When the priest stood up to leave I said it was time we made tracks as well. Mrs Drayton saw us all to the door, suffering more banalities from the man of God, even as he backed away down the front path. She sighed with relief when the front gate closed behind him, then she turned and thanked us for our help yesterday, me for being a friend to Charlie. It was a pity that he hadn’t rallied before he died, she said, been more himself for a few hours and able to talk over old times with me. I asked her if he’d said anything, late yesterday perhaps. She knew exa
ctly what I meant. I wanted to know if he’d elaborated on the “something dreadful he’d done to a young lad”. She shook her head.
I nodded over to the workshop where the red MG Sports had stood. “You sold the car, I see.”

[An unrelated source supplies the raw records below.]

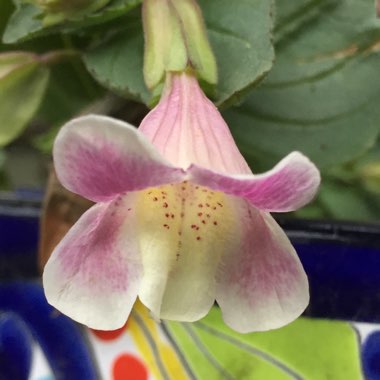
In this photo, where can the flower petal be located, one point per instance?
(187, 128)
(291, 184)
(94, 273)
(181, 238)
(99, 157)
(262, 285)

“That’s the only good thing in all this,” she replied. “They came back last night, those two who were looking it over yesterday. Two grand cash.”
“Who were they?”
“Old friends of Charlie’s. Don’t know their names but they’re always polite.”
We shook hands and said goodbye and Mrs Drayton watched us walk down the path. Whether that was the good manners of her generation or because something about my questions had made her uneasy, I couldn’t say, but as the front door closed behind us, I said to Jaikie, “Where’s that bloody priest?”
I knew full well where he was. He was 200 yards away and about to get into his car and drive off. I hurried over to him calling out just once, “Wait!”
He turned, saw who’d yelled to him and leaned back against the driver’s door, folding his arms.
“What can I do for you?” he asked, when I reached him.
“First things first. Me calling you Father goes against the grain. What’s your Christian name?”
“Robert.”
“Okay, Robert, yesterday you took Charlie Drayton’s confession. You came out of that house white as a sheet and we both know the reason why. You’re one of the few people who knows what happened to Patrick Scott…”
He held up a hand. “And now you expect me to flout the sanctity of the confessional, Mr Hawk?”
“He got rid of a body. He threw it into a dog food processor. All I want to know is did he kill him as well and if not, who did?”
“Canon Law forbids it and comes down from a higher power than either of us.”
“Canon Law’s 300 years old, Robert, and it isn’t absolute. This boy has been murdered and you can help me to catch…”
He shouted me down. “I suggest you take your request for me to break the seal to the relevant authority.”